The Dublin-Mullingar turnpike was established in 1731 and only three volumes of the minutes books recording the meetings of the board of trustees exist, covering the years 1792 to 1833. The meetings in 1792 were held at Lynch's Tavern, Lucan, and a meeting there on September 25th, 1792 noted a letter from Robert Lawe in which he said a gravel pit of his near Leixlip had been used by the board for 40 years past for repairs of the adjacent road and no compensation had been paid.

Forty-five years earlier, in a letter dated June 6th, 1747, Mrs Mary Delany mentions she and her husband Patrick Delany, Dean of Down, dined with Mr and Mrs Lawe of Leixlip. Her letter of June 29th that year tells of having spent a very pleasant day in the country with Mr and Mrs Lawe at their bleach yard near the famous salmon leap of Leixlip (Letters from Georgian Ireland: Editor Angelique Day, The Friar's Bush Press, 1991).

Alexander Taylor's 1783 Map of the County of Kildare shows Bleachfield just north of Leixlip, though no such place-name survives. The Irish for Leixlip (Old Norse leax "salmon", and hlaup, "leap") is Leim an Bhradain, "the leap of the salmon". Owners of Land of One Acre and Upwards (1876) shows Law holdings in Donegal, Derry and Down; in Clare, Cork and Tipperary, and in Dublin, Kilkenny and Kildare.

One of the two holdings in Co Kildare was the 646 acres at Ballysan (Ballysax?). Ballyrashane is a parish divided between Antrim and Derry, and Families of Ballyrashane (T. H. Mullin 1969) includes Law of Maddybenny. Maddybenny is a townland in the Liberties of Ballyaghran, Co Derry.

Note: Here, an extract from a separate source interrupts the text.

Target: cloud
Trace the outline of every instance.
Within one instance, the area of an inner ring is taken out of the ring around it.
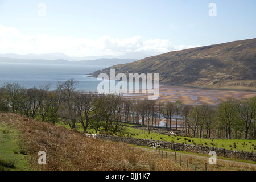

Two of the names with Ulster connections were Down-born Hugh Law (18181883), lawyer and Liberal politician, and Andrew Bonar Law (1858-1923), Conservative politician of Ulster descent, who was to become English Prime Minister in 1911. Bonar Law denounced Home Rule, strongly supporting the Ulster Unionists. "I can imagine no length of resistance to which Ulster will go which I shall not be ready to support," he said in a 1912 speech.

He urged the extension of conscription to Ireland, and on the eve of the 1918 general election, he and Lloyd George, the new Prime Minister, issued a joint letter pointing out that Ireland could not leave the Empire nor would the six north-eastern counties be forced against their will into Home Rule.

And though Hugh Law prosecuted Charles Stewart Parnell and the leaders of the Land league in 1880 for alleged conspiracy (unsuccessfully), he was the one who drafted the bill for the Disestablishment of the Church of Ireland and assisted in drafting the Land Act of 1870.

Outside of the Dublin 01 area, the majority of the 27 Law entries in the telephone directories are in south Ulster and the province of Leinster. There are c. 150 Law entries in phone directory north of the Border.